The human Cell Line Activation Test (h-CLAT) is an in vitro skin sensitization test following OECD TG 442E (In Vitro Skin Sensitization: human Cell Line Activation Test (h-CLAT), adopted July 2016). This test addresses the third key event of skin sensitization, the activation of dendritic cells in culture. In principle, changes in the expression of cell surface markers (i.e. CD86 and CD54) on a human monocytic leukaemia cell line are quantified following 24 hours exposure to the test chemical. These surface molecules are typical markers of monocytic THP-1 activation and may mimic dendritic cell (DC) activation, which plays a critical role in T-cell priming. The changes of surface marker expression are measured by flow cytometry following cell staining with fluorochrome-tagged antibodies. Cytotoxicity measurement is also conducted concurrently to assess whether upregulation of surface marker expression occurs at sub-cytotoxic concentrations. The relative fluorescence intensity of surface markers compared to solvent/vehicle control is calculated and used in the prediction model to support the discrimination between sensitisers and non-sensitisers.
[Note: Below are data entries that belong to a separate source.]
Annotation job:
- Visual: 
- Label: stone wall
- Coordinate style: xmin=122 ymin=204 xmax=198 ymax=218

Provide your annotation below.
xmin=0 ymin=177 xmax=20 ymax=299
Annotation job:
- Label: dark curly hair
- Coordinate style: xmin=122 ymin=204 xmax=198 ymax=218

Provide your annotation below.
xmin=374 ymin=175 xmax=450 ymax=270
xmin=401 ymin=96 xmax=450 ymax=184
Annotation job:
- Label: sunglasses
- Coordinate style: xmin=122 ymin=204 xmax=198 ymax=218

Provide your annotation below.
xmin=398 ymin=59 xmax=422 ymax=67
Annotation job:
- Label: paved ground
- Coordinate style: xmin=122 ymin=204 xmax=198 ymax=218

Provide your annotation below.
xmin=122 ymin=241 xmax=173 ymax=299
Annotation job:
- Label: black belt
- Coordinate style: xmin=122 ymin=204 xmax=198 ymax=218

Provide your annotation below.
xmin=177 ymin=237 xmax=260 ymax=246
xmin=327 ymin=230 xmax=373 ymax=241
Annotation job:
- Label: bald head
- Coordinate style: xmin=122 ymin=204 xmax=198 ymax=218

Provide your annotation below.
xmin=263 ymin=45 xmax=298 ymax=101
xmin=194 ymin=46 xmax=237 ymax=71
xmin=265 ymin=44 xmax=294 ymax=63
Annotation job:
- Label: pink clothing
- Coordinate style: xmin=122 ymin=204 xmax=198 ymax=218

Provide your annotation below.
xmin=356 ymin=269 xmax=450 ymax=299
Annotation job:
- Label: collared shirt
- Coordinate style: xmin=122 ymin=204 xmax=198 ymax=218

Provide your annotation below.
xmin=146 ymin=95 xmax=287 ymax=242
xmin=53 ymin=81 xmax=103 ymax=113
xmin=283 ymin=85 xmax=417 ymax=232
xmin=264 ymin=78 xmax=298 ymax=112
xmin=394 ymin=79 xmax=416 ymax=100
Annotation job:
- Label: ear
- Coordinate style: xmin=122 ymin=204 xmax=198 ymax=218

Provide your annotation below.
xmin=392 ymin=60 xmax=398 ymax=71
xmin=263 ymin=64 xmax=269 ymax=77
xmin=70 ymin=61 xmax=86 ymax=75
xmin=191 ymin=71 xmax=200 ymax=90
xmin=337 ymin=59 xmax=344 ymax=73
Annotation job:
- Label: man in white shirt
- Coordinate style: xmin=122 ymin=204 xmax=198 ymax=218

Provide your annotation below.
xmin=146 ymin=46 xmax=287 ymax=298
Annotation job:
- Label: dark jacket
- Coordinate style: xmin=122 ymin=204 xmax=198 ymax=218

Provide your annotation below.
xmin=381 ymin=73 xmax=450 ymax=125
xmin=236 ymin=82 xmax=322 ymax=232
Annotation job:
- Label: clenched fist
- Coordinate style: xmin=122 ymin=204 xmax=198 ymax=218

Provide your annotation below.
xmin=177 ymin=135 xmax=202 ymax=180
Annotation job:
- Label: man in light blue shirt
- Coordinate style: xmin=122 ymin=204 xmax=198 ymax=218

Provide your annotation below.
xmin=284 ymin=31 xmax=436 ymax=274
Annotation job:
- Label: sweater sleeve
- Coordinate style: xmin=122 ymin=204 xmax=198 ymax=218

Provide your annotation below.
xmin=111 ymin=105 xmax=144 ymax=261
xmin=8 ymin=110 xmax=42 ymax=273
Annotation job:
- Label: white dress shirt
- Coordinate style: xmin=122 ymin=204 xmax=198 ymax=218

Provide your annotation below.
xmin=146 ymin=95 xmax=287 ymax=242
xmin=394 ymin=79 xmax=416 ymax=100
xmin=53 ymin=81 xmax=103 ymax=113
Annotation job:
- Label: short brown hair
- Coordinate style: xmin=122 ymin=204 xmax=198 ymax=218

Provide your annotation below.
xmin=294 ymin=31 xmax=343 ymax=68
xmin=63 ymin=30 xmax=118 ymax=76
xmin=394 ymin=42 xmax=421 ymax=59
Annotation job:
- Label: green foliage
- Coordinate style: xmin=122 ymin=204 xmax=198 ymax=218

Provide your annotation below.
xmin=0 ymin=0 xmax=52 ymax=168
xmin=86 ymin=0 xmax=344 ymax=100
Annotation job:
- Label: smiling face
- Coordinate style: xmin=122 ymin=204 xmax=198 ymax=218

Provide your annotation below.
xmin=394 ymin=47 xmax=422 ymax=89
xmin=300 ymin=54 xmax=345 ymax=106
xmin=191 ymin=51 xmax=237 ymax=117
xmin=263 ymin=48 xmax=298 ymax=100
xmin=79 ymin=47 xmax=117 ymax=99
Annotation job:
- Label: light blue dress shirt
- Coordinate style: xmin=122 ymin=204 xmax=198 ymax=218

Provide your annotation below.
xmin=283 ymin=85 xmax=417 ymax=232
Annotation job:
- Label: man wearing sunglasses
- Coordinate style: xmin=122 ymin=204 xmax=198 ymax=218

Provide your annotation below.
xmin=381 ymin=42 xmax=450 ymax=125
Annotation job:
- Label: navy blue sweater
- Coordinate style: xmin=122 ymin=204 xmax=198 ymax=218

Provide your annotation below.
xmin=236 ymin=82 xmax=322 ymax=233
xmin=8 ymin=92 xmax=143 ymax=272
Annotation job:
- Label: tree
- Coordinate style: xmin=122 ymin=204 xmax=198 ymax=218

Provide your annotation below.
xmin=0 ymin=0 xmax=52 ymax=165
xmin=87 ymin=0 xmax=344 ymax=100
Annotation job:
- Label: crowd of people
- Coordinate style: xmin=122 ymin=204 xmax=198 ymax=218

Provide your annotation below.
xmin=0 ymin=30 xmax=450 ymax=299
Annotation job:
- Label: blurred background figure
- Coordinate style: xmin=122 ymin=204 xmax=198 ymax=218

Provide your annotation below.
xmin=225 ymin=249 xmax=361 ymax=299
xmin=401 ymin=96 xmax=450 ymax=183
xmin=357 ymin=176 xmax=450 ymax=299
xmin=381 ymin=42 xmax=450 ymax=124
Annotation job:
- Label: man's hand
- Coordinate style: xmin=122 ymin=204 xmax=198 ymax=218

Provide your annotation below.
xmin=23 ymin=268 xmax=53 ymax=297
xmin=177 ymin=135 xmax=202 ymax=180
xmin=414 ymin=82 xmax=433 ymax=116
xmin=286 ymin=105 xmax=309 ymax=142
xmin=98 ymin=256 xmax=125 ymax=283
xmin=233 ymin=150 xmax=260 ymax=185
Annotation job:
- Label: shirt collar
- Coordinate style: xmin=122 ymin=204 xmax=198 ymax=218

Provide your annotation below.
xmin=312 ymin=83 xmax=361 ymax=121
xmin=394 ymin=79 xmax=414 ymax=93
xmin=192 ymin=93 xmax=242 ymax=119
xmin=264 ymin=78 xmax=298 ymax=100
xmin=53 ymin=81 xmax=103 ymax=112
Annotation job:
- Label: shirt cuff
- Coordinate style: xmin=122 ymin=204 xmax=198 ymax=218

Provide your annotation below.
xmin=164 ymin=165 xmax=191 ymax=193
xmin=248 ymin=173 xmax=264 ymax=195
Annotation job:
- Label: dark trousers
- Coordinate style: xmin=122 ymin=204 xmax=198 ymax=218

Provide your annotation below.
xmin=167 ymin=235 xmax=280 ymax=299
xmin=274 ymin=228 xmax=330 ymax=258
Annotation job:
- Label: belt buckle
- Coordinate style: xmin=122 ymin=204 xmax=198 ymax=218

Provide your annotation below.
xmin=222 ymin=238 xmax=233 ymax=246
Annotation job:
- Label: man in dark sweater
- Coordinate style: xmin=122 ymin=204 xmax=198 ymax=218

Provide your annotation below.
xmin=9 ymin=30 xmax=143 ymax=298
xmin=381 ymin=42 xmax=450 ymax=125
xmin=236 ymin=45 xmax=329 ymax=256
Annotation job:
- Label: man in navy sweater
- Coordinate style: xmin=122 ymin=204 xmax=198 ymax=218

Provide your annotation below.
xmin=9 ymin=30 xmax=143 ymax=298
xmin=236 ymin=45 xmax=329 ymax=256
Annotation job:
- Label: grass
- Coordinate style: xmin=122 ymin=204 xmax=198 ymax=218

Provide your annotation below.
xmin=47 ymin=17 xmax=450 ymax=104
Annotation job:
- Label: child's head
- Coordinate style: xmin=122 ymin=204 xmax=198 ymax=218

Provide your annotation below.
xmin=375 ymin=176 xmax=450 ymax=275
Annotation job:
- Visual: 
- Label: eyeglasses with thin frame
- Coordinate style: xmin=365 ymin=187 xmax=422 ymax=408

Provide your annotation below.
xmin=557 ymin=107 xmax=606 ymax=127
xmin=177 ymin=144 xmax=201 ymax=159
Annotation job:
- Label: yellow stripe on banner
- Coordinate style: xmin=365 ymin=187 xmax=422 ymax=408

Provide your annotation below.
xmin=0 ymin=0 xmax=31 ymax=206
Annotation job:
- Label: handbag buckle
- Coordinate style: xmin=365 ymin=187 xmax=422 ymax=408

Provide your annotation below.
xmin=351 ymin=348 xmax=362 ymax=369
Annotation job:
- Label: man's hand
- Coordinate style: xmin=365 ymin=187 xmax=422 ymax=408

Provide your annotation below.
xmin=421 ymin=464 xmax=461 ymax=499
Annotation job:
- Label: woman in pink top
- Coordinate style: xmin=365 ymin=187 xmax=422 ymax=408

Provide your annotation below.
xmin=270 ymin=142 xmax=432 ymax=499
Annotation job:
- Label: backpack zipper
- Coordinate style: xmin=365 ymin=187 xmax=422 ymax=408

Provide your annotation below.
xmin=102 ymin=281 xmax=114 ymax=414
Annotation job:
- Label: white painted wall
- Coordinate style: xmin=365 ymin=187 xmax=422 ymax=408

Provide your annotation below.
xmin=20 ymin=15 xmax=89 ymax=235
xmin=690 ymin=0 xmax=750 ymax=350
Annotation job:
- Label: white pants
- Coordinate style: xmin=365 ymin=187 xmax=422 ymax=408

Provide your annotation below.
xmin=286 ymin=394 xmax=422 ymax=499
Testing of disodium-naphthalene-1,5-disulphonate monohydrate in the h-CLAT is ongoing.

Further toxicological data with potential relevance for skin sensitization:

The available toxicological data are of reliability 1 or 2 (Guideline- and GLP- compliant studies; see Table 3). No effects with regard to skin or eye irritation were observed in vitro and in vivo.

The absence of an electrophilic (DNA-reactive) potential of the substance was shown in a bacterial mutagenicity test with and without metabolic activation by S9 mix with negative outcome performed on 4 Salmonella strains.

Respiratory sensitisation

Endpoint conclusion

Additional information:

No data available.

Justification for classification or non-classification

The available information does not point to a skin sensitization potential in vivo. No protein binding alert was obtained via in silico assessment with the OECD Toolbox. The substance was tested in chemico for the first key event of skin sensitization (peptide reactivity) and in vitro for the second key event (keratinocyte activation). Both tests revealed negative results. A third test (activation of dendritic cells) is ongoing.

The above listed tests and procedures are adequate for non-classification regarding skin sensitization and risk assessment according to point 8.3 of Annex VII of Regulation (EC) 1907/2006.